20. Yüzyıl Şiirine 17 Ekim Devrimi Damgasını Vurdu
Boğaziçi Üniversitesi Nâzım Hikmet Kültür ve Sanat Araştırma Merkezi, "Nâzım Hikmet Konferansları" kapsamında, kitapları 25 dile çevrilmiş, ulusal ve uluslararası birçok ödülün sahibi yazar Nedim Gürsel'i ağırladı.
21 YÜZYILDA ŞİİR YERİNİ TÜKETİLEN ROMANA BIRAKTI
Gürsel, Dünya Şairi Nâzım Hikmet adlı yapıtından yola çıkarak, Nâzım Hikmet'in şiirlerinde yenilik ve gelenek sorununu, 20. Yüzyılda şiir ve komünizm, Nâzım Hikmet ile özgürleşen Türk şiiri konu başlıklarındaki sohbetinde Memleketimden İnsan Manzaraları ile dönemin akımlarını değerlendirdi.

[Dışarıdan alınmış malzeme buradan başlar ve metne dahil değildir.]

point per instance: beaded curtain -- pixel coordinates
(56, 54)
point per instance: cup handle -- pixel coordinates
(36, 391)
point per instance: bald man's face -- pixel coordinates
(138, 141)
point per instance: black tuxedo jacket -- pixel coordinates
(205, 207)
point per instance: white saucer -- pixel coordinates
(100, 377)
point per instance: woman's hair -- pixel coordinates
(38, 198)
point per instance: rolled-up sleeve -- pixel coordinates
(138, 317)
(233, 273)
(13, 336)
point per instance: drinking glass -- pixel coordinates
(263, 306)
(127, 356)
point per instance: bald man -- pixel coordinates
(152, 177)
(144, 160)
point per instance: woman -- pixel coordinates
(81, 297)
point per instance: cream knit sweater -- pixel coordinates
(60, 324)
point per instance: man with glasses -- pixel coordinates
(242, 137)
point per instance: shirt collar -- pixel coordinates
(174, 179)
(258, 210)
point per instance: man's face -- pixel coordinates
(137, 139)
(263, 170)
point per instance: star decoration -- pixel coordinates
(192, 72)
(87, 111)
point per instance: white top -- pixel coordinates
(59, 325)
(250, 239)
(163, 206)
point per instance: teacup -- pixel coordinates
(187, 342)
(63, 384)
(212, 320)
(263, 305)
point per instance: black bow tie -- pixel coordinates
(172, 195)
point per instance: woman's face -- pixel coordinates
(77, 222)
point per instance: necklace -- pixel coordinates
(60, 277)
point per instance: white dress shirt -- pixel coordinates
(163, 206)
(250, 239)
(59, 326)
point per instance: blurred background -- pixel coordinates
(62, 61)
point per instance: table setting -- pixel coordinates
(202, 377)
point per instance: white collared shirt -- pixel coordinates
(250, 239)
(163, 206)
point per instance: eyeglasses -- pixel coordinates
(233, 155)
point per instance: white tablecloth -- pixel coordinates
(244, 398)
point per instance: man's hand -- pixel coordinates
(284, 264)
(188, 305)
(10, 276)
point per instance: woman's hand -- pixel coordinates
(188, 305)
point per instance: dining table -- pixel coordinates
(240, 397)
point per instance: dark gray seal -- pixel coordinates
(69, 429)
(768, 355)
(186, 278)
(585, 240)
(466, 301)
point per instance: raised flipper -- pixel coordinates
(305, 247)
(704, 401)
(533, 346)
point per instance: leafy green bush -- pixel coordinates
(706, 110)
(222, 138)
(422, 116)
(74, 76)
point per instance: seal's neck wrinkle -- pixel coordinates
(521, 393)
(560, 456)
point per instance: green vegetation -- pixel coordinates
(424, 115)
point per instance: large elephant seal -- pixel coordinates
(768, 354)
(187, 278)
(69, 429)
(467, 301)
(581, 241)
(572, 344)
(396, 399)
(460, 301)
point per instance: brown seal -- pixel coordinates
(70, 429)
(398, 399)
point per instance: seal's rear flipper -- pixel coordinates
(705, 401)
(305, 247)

"AVRUPA'DA YENİ NESİL KOMÜNİZMİ BİLMİYOR"
Gürsel, 17 Ekim 1017 Devrimi'nin 100. Yılını yaşarken Nâzım Hikmet'i yalnızca kendi eserleri ile değil yüzyıla damgasına vuran komünist akım ile birlikte değerlendirmek gerektiği ile başladığı sözlerine; "20. Yüzyıl özellikle sanat ve şiir adına 'Komünizmin Yüzyıl'ıydı. Nâzım Hikmet, Aragon, Neruda isimlerinin şiirleri ile hayat ve yön bulan yeni akımların yaşandı. Nâzım Hikmet'i de 17 Ekim devrimi ve 1922'de Moskova ile tanışması ile değerlendirmek gerekiyor. Bugün geldiğimiz yüzyılda artık Nâzım Hikmet'in hem şiir hem de söylemlerinde anlattığı ütopya gündemde değil. Avrupa 1989'da Berlin duvarının yıkılmasıyla, SSCB'nin dağılmasıyla artık komünizm söyleminden uzaklaşıyor, Avrupa'da yeni nesil 20.yüzyıla damgasını vuran bu şairleri tanımıyor. 20. Yüzyılda 17 Ekim devrimi ile şekillenen şiir yüzyılıydı. 21. Yüzyılda şiir terk edildi. Yerini tüketilen romanlar aldı" diyerek devam etti.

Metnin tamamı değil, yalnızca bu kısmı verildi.